【完結】執着系幼馴染みが、大好きな彼を手に入れるために叶えたい6つの願い事。

髙槻 壬黎

文字の大きさ
50 / 58

僕の光 ※ミカイル視点

しおりを挟む
 とっても綺麗な子だね。
 まるで、神様からの贈り物のような子だね────
 
 そんな、僕への称賛。僕を褒め称える言葉達。
 それらは、僕にとって日常の一部分でしかなかった。
 僕を好きにならない人間なんていない。僕を愛さない人間なんていない。
 幼いながらもそれは自明の理だと分かっていて、それが当たり前なのだと、当然のことなんだと信じて疑わなかった。

 けれど───それが覆ったのはあの日。
 母様の親友の息子だと言って紹介されたのは、眼鏡をかけた地味そうな男の子。それが、ユハン・イーグラントだった。
 初めは少しの違和感でしかなかった。でも明確に変だと気づいたのは、ケーキの事件の時。
 僕は別にイチゴのタルトなんてどうでも良かったけど、あえてその時は同じものを選んだ。当時の僕は、譲ってくれることに悦を覚えていたから。彼もきっと、喜んでそれを渡してくれると思った。
 でも実際はそうじゃなかった。ユハンは強い眼差しで、僕の言葉に反論をした。
 まさか僕の頼みを聞いてくれない人がこの世界にいただなんて。僕には信じられない気持ちでいっぱいだった。

 それから僕は悔しくて、ユハンにまた来てほしいと言った。次は絶対に抵抗なんてさせない。僕の方が上だと、そう思わせるために。
 彼への気持ちなんて、初めはそんな、プライドからくる対抗心のようなものしか感じていなかった。

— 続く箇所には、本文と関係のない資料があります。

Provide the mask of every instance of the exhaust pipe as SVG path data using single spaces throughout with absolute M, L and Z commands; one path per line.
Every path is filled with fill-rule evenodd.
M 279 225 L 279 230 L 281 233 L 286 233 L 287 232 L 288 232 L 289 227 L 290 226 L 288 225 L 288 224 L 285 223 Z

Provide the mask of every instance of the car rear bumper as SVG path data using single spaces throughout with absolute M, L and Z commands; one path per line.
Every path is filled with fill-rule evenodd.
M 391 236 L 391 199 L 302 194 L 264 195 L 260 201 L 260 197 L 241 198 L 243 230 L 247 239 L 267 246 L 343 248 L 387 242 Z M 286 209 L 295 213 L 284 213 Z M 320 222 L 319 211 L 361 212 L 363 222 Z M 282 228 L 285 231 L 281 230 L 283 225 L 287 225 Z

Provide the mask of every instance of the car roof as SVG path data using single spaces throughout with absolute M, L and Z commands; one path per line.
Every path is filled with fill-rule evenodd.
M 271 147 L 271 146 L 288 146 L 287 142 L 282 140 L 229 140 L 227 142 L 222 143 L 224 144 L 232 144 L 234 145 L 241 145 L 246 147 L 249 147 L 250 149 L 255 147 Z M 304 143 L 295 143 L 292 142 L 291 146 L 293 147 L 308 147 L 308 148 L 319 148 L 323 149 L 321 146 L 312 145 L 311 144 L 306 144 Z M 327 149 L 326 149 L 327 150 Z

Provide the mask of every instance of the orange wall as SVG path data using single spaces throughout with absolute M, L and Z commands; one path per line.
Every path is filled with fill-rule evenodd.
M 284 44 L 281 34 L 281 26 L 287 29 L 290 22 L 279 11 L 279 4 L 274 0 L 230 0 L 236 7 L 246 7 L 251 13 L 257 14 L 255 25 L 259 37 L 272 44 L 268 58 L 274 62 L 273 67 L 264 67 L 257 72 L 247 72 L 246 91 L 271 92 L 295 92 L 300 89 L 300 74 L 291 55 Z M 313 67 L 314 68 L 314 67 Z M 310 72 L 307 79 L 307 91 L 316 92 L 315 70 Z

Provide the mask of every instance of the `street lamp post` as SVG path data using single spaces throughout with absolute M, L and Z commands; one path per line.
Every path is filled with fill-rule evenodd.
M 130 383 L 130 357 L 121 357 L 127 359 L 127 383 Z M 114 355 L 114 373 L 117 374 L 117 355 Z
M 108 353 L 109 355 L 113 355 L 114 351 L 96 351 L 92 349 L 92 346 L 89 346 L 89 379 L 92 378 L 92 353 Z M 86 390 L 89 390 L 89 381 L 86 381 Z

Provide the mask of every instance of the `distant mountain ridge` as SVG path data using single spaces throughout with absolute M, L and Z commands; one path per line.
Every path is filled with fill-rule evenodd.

 だけどそれから数ヵ月が経って、僕はとんでもない事実を知ることになった。
 家の書斎でいつも通り読書をしようと思ったら、ふと目に留まり、導かれるようにして僕はその本を取った。
 タイトルはなし。表紙は薄汚れてボロボロで、パラパラと中を捲ってみれば、黄ばんだ紙に手書きの文字が羅列されている。恐らく、誰かの手記のようだ。
 僕は気になって、その中身を読んだ。
 
 ……聖女の手記だった。
 彼女の、懺悔がそこには記されていた。

 ────
 私は過ちを犯してしまいました。
 皆が私を聖女だと崇め、敬うのは間違いなのです。

 私には、普通の人にはない力があります。

 何をせずとも強制的に好意を抱かせ、瞳をじっと見つめるだけで、自分の思い通りに操ることのできるその力の名は────魅了。
 私は元々、人から好かれやすい性質の人間だと思っておりました。
 ですが、王宮を陥落させ、その地下に眠る古書でそれを知ったとき、それらは全て紛い物だと気づいたのです。共に戦ってきた仲間も、魅了によって私の意思に同調し、戦わなければと思い込まされただけ。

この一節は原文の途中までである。